Impact of neoadjuvant chemotherapy in stage II-III triple negative breast cancer on eligibility for breast-conserving surgery and breast conservation rates: surgical results from CALGB 40603 (Alliance).

Ann Surg 2015 Sep;262(3):434-9; discussion 438-9

*Department of Surgery, Brigham and Women's Hospital, Boston, MA †Alliance Statistics and Data Center, Duke University Medical Center, Durham, NC ‡Department of Medical Oncology Women and Infants Hospital and Alpert Medical School of Brown University, Providence, RI §Alliance Statistics and Data Center, MD Anderson Cancer Center, Houston, TX ¶Department of Medical Oncology, Maine Center for Cancer Medicine, Scarborough, ME ∥Department of Medical Oncology, City of Hope Medical Center, Los Angeles, CA **Department of Medical Oncology, Memorial Sloan-Kettering Cancer Center, New York, NY ††Department of Medical Oncology, Dana-Farber Cancer Institute, Boston, MA; and ‡‡Department of Surgery, University of North Carolina at Chapel Hill, Chapel Hill, NC.

Objective: To assess the efficacy of neoadjuvant systemic therapy (NST) at increasing the rate of successful breast-conserving therapy (BCT) in triple negative breast cancer.

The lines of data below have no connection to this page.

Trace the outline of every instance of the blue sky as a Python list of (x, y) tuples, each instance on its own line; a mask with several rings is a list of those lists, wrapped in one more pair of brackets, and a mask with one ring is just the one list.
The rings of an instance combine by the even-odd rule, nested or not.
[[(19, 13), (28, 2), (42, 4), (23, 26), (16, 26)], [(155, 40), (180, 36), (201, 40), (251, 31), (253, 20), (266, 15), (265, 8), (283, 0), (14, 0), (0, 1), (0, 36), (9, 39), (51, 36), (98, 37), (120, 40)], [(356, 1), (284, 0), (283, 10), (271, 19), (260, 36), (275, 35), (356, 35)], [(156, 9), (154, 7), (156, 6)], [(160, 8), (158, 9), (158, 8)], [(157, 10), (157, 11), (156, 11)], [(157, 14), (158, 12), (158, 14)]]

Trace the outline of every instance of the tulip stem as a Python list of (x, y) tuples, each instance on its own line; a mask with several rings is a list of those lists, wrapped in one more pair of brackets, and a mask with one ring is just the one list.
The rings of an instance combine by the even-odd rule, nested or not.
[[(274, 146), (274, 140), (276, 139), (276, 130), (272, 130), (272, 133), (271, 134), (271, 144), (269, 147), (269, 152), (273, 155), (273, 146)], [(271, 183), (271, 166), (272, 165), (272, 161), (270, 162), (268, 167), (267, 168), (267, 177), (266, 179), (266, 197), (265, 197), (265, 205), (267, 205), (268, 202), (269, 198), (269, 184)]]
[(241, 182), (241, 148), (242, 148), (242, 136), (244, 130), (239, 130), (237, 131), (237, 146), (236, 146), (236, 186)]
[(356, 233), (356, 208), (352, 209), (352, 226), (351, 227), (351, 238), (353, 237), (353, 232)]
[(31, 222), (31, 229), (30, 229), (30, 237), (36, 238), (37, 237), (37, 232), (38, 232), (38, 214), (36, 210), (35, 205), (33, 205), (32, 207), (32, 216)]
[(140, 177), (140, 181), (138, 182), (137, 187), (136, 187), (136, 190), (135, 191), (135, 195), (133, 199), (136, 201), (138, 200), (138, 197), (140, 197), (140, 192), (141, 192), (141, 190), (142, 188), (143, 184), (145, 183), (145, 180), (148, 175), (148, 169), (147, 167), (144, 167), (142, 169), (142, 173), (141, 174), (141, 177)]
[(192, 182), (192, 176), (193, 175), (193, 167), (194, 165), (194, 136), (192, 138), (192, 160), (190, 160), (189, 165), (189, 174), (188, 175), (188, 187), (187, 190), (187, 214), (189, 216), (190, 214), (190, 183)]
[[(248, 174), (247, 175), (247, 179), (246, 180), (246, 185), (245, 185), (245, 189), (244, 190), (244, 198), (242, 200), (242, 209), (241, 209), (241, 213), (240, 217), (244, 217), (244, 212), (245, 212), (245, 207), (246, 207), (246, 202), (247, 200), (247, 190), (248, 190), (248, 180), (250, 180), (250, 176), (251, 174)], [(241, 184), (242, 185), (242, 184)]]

Background: Inducing tumor regression to permit BCT is often cited to support administration of NST. To quantify this benefit, we conducted a surgical companion study to CALGB40603, a randomized phase II, 2×2 factorial trial of neoadjuvant paclitaxel ± carboplatin ± bevacizumab (B) followed by doxorubicin plus cyclophosphamide ± B in stage II-III triple negative breast cancer.

Methods: Before and after NST, treating surgeons evaluated BCT candidacy by clinico-radiographic criteria; surgery performed was at surgeon and patient discretion. We measured (1) conversion rates from BCT-ineligible to BCT-eligible, (2) surgical choices in BCT candidates, and (3) rates of successful BCT with tumor-free margins.

Results: Four hundred four patients were assessable for surgical outcomes. Two hundred nineteen (54%) were BCT candidates before NST. One hundred ninety-seven (90%) remained BCT candidates after NST, of whom 138 (70%) chose BCT, which was successful in 130 (94%). Of 185 (46%) who were not BCT candidates before NST, 78 (42%) converted to candidates with NST. Of these, 53 (68%) chose BCT with a 91% (48/53) success rate. The overall BCT-eligibility rate rose from 54% to 68% (275/404) with NST. Addition of carboplatin, B, or both increased conversion rates.

Conclusions: This is the first study to document prospectively a 42% conversion rate from BCT-ineligible to BCT-eligible, resulting in a 14% absolute increase in BCT eligibility. BCT was successful in 93% of patients who opted for it, but 31% of BCT-eligible patients still chose mastectomy.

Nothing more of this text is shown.